O design minimalista é a marca registrada não só da Apple, mas, também, até da


personalidade de seu principal rosto humano, Steve Jobs. É só lembrarmos de seus momentos
de oração pública, como a apresentação do primeiro iPhone, em 2007. A gola rolê, o jeans, os
óculos de armação redonda e delicada, a pose e as falas sempre concisas. “Think Different”,
esse era o mantra de Jobs e repetido pelas publicidades da marca. Essa ideia acaba sendo
muito mal compreendida por muitos. Pensar diferente, em uma época onde o entusiasmo pelo
novo pode tendenciar a um fetiche pelo rebuscado, pelo exagero, é acertar milimetricamente
o básico, achar a beleza no simples, no esquelético, no necessário. O gráfico em 1 bit e p&b
do System 1 acabou sendo a perfeita representação dessa mentalidade. Com tela de 512 ×
342, suporte para fontes proporcionais e interação entre seus aplicativos de texto e arte, o
sistema foi muito inspirador para os artistas gráficos, basta ver algumas das artes pontilhadas
feitas no Mac Paint. Existe uma qualidade de nanquim em como a interface se apresenta. É
como despir das cores uma página de quadrinho que você admira e observar só o inking.
Depois de colorido, a escolha já foi feita.

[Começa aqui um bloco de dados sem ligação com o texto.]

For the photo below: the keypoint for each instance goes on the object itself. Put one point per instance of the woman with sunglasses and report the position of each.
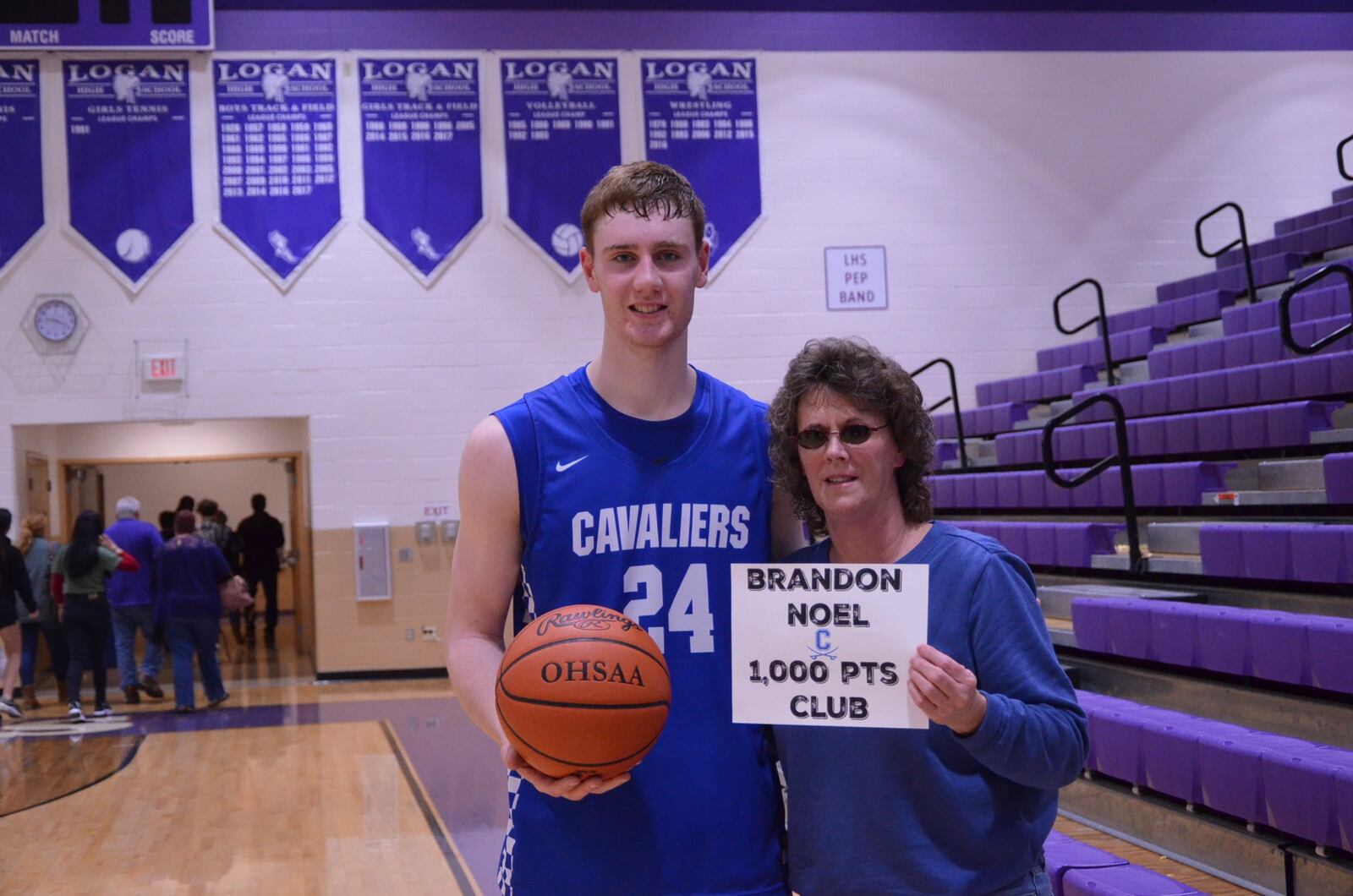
(965, 806)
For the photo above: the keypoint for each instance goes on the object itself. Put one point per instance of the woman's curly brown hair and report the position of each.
(869, 380)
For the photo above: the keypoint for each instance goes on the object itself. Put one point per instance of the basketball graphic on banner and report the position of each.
(567, 240)
(133, 245)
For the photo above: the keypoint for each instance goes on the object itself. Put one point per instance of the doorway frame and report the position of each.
(298, 499)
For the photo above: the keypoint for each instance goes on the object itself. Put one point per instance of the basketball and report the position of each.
(567, 240)
(583, 691)
(133, 245)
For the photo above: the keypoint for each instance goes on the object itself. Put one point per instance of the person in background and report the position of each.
(132, 601)
(211, 528)
(79, 585)
(166, 524)
(14, 580)
(37, 556)
(965, 804)
(263, 539)
(189, 578)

No branco e no preto se encontram
simultaneamente, em convívio, todas as possibilidades As hachuras e pontilhados realizada
para atingir o degradê do cinza são belas como as de Edward Gorey. Se as janelas são
imutáveis e rígidas, não se acoplam e não camuflam, com seus limites bem delineados, elas
impulsionam a compartimentalização de múltiplos espaço-tempos e consequentemente,
múltiplas narrativas, que foi tão cara à net art.